Tuesday, October 18, 2011

The Gospel According to Warren

Warren Kinsella is now channelling Jesus. Funny, that.

Kinsella says :
But the Occupiers are the first truly populist, progressive movement to seize peoples’ imaginations in a long, long time. In this way — and I know this will anger some conservatives, but too bad — the Occupiers are a bit Christ-like.

*Christ-like*? Huh?

What is it? The ignorance? The arrogance? The haughty demeanour? The self-righteousness? The lack of direction and purpose? What is it exactly that Warren sees as *Christ-like*? Warren explains:

As noted most memorably in Matthew 25:31, when Judgment Day arrives, the ones who will be admitted into the Kingdom are the ones who have done the most for “the least” among us — the hungry, the sick, the poor.
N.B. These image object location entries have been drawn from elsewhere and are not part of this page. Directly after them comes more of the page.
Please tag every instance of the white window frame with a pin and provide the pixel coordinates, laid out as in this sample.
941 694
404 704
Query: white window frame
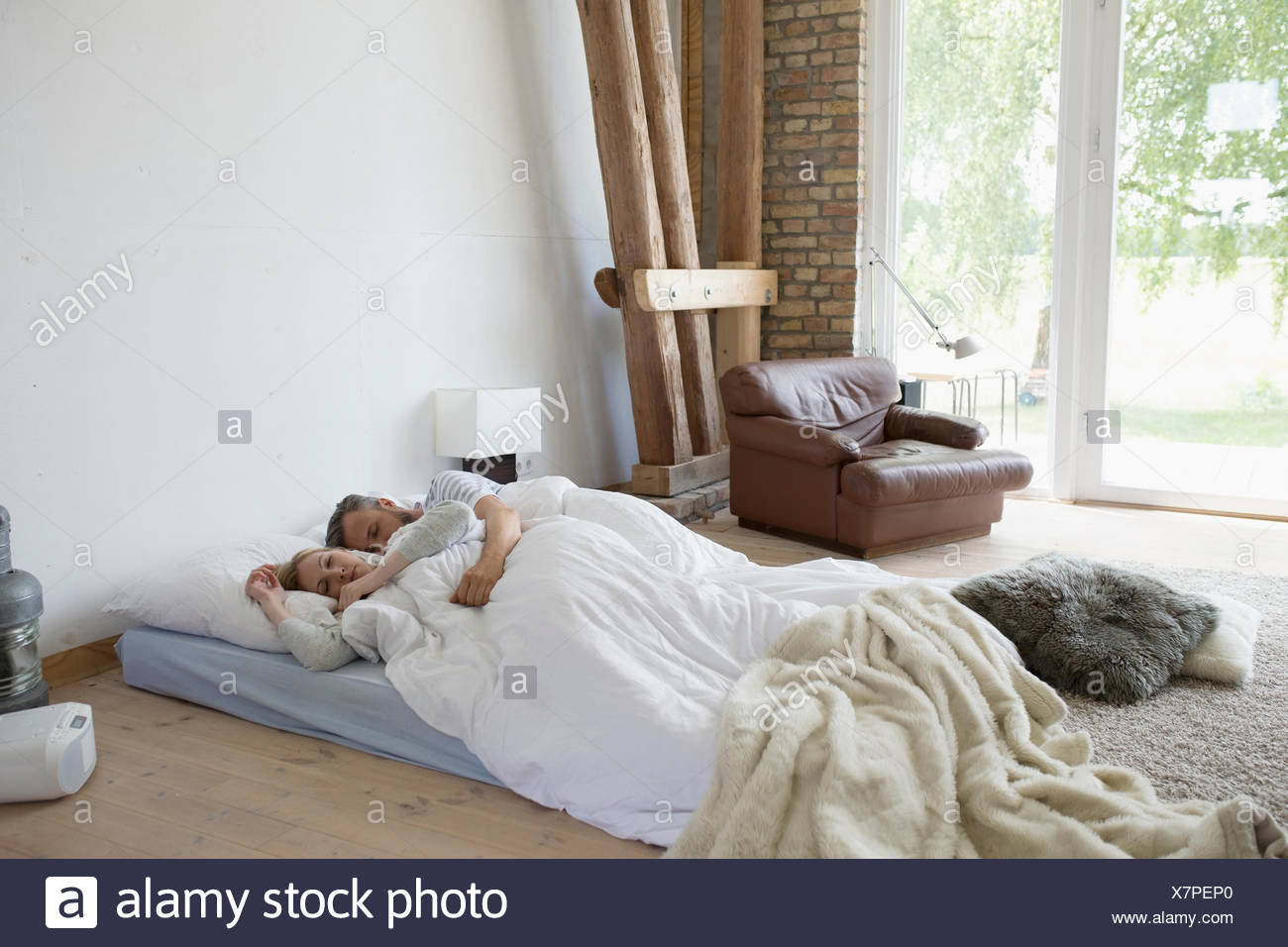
884 124
1091 68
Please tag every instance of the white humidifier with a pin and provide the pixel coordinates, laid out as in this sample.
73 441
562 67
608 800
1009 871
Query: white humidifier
46 753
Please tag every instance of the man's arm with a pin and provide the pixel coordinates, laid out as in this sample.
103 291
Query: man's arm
502 534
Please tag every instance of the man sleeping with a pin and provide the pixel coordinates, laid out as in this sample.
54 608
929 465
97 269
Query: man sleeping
349 577
368 523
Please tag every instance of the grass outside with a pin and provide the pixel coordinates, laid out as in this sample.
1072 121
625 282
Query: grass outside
1236 427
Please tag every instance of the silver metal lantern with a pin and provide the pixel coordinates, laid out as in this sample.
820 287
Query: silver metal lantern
22 684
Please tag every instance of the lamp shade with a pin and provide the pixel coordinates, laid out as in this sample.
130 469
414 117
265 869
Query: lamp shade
487 421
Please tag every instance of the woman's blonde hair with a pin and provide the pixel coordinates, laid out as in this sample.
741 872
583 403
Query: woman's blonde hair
288 573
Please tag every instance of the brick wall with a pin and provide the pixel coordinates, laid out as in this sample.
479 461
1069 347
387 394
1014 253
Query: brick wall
812 183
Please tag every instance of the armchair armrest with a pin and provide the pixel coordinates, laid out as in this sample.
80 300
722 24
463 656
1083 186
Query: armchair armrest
936 428
793 440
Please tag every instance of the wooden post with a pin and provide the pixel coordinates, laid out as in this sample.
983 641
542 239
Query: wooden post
675 202
691 99
635 227
739 161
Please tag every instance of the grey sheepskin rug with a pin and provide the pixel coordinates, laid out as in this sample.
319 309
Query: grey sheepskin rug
1089 628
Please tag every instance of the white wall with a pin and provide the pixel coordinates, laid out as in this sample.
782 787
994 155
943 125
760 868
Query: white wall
355 170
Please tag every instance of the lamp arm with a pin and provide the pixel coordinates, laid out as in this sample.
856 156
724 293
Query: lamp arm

They also serve, who only stand and chant? I don't buy it. What exactly have the occupiers done for the *least* among us? How are they serving their fellow man? By trying to affect change? What change? We live in Canada. Poverty, Toronto-style is not what you'd find in the 3rd world or in biblical times. The occupiers have no raison d'ĂȘtre . . . they are not trying to help others . . . they are not trying to shine a light on the plight of the underclasses . . . they are standing chanting for themselves, each saying *poor, pitiful me*.

Christ-like, my ass.

Warren goes on to say:

If you strive to know Him, like some of us do, there can’t be much doubt that the rabbi named Jesus Christ was no capitalist. Nor is there any mystery WWJD with the Occupiers, this past weekend.

He’d be right down there with them, chanting against the bankers and the politicians who do the bankers’ bidding.

I don't believe Jesus would stand with the bankers, but neither do I think he'd be standing along side the occupiers. You see, the bankers and the occupiers are the same kind people, one set rich, the other not so much - but both are selfish. Neither bankers nor occupiers see anyone but themselves as deserving. Both bankers and occupiers believe the world owes them a living and that the work of others should enrich their lives. They see each other as parasites and while both are right on that score, the poor parasites aren't somehow *better people* simply because they aren't wealthy.

Kinsella says:
God, said Christ, chooses the poor because they are “rich in faith.” They are the ones who deserve support.
Despite what the bible says, the poor are not *rich in faith* by default, neither are they good or deserving just because they are poor. Poverty, financial poverty is an earthly state. It doesn't elevate your soul, it doesn't make you saintly. The poor are in need of support by virtue of their circumstances. They are deserving of pity or charity because they are human . . . but this inane belief that all poor people are good and rich people are evil is silliness.

And to suggest that the occupiers hold some sort of high ground because they are *poor* is completely without merit. They are well-fed, unsheltered by choice, and fully clothed. Many of them are well educated in a system heavily subsidized by taxpayers, including those dreadful corporations.
If they were out there saying *I'll work . . . find me a job* maybe I could respect their cause . . . Instead, I see people saying *they're rich and I'm not . . . it isn't fair* which is not a cause -- it's a tantrum.

Ephesians 4:28 says:
Let him who steals steal no longer; but rather let him labour, performing with his own hands what is good, in order that he may have something to share with him who has need.
Read *steal* as *take* in that verse.

Maybe the occupiers should be looking for better ways to serve the poor. The rich will find their own rewards in heaven . . . Instead of shouting *look how bad I have it* -- maybe the occupiers could look outside themselves and find a way to produce and share and serve. I think that's what Jesus would do.